Coetzee wijdt in hetzelfde Dagboek een 'Uitgesproken mening' aan Tony Blair die ook menig sp.a-spirit wonderboy of '? girl niet misstaat:

113. Over Tony Blair.
Het verhaal van Tony Blair zou regelrechte uit Tacitus kunnen komen. Een doodgewoon jongetje uit een kleinburgerlijke milieu met alle correcte standpunten van dien (de rijken moeten de armen subsidiëren, het leger moet streng aan banden worden gelegd, burgerrechten moeten verdedigd tegen een aantasting door de staat), maar zonder filosofische scholing en met een gering vermogen tot introspectie, en zonder enig innerlijk kompas behalve persoonlijke ambitie, gaat scheep voor de politieke reis, met al zijn vervormende invloeden, en eindigt als een liefhebber van de hebzuchtige ondernemersgeest, als een oorlogshitser, een medeplichtige aan het martelen en doen 'verdwijnen' van tegenstanders. ('?)

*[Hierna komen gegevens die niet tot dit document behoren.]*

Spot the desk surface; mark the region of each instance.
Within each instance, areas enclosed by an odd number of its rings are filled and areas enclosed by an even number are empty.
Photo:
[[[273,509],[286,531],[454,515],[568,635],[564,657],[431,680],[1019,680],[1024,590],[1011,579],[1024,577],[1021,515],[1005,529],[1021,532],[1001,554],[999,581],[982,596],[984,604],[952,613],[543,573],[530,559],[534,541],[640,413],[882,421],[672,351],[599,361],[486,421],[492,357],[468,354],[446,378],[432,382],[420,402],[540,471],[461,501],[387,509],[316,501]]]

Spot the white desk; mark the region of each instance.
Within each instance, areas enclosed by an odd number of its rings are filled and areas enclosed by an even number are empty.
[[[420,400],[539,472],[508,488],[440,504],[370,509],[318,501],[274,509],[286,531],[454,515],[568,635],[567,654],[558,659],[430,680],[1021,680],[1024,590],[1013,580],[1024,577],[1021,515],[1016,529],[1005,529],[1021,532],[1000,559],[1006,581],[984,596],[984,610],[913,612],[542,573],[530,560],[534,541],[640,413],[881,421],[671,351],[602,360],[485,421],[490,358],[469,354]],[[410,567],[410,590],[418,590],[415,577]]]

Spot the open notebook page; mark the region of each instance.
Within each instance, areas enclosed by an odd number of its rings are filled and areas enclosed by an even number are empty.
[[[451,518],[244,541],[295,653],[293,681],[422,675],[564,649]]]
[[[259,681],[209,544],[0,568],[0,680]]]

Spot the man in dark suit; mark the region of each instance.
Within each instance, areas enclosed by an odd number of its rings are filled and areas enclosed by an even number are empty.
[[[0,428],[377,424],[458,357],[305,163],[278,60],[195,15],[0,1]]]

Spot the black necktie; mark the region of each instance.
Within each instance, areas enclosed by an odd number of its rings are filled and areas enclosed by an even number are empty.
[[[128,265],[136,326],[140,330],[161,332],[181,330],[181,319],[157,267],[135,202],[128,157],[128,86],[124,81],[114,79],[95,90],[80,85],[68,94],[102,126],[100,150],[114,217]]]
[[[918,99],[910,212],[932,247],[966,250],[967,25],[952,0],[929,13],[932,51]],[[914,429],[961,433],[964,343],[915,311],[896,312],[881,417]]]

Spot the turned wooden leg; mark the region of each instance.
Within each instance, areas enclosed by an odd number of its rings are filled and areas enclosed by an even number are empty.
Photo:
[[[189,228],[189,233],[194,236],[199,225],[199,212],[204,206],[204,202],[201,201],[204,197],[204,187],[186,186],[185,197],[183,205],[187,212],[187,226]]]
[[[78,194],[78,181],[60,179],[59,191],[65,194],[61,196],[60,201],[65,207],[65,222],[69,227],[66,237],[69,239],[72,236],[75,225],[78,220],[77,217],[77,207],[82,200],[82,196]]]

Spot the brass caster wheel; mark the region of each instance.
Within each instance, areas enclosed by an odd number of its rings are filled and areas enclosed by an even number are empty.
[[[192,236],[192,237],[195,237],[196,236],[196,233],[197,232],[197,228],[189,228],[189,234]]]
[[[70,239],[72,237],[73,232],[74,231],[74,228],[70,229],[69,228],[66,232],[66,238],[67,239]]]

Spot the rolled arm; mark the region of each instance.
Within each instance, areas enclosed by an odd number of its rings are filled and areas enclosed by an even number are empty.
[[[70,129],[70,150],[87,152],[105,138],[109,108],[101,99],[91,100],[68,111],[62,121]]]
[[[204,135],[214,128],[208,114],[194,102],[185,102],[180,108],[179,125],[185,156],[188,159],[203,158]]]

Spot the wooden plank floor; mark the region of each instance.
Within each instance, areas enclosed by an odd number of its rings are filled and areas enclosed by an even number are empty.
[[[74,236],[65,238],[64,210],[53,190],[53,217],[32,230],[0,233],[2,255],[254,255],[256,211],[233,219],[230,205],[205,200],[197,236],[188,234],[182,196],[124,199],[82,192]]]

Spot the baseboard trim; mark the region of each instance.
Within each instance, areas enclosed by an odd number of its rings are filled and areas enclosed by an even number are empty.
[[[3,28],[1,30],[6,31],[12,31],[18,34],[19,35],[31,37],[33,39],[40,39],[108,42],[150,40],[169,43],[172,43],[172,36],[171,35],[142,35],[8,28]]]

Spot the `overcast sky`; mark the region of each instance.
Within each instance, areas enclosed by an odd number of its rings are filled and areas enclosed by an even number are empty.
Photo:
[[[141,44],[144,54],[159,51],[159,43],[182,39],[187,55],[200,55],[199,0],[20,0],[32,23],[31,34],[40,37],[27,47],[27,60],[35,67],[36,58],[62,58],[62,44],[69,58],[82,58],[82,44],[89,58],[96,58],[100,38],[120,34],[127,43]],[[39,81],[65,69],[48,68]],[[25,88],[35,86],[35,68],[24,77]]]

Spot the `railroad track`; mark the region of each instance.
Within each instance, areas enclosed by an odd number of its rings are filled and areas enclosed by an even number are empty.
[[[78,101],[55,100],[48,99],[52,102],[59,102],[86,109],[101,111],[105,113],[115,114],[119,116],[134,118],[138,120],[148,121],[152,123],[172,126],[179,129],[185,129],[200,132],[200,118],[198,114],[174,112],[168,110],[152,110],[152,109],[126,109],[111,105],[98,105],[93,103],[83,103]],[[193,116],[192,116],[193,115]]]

Wat gewone mensen de keel uit begint te hangen is om verklaringen van hun regeerders te moeten aanhoren die nooit helemaal waar zijn: een beetje minder dan waar, of een beetje bezijden de waarheid, of met een draai eraan die de waarheid doet wankelen. Ze wilden af van de voortdurende uitvluchten. Vandaar hun honger (een lichte honger, zo moet worden toegegeven) om te horen hoe welbespraakte mensen van buiten de politieke wereld – academici of geestelijke of geleerden of schrijvers – over openbare aangelegenheden denken.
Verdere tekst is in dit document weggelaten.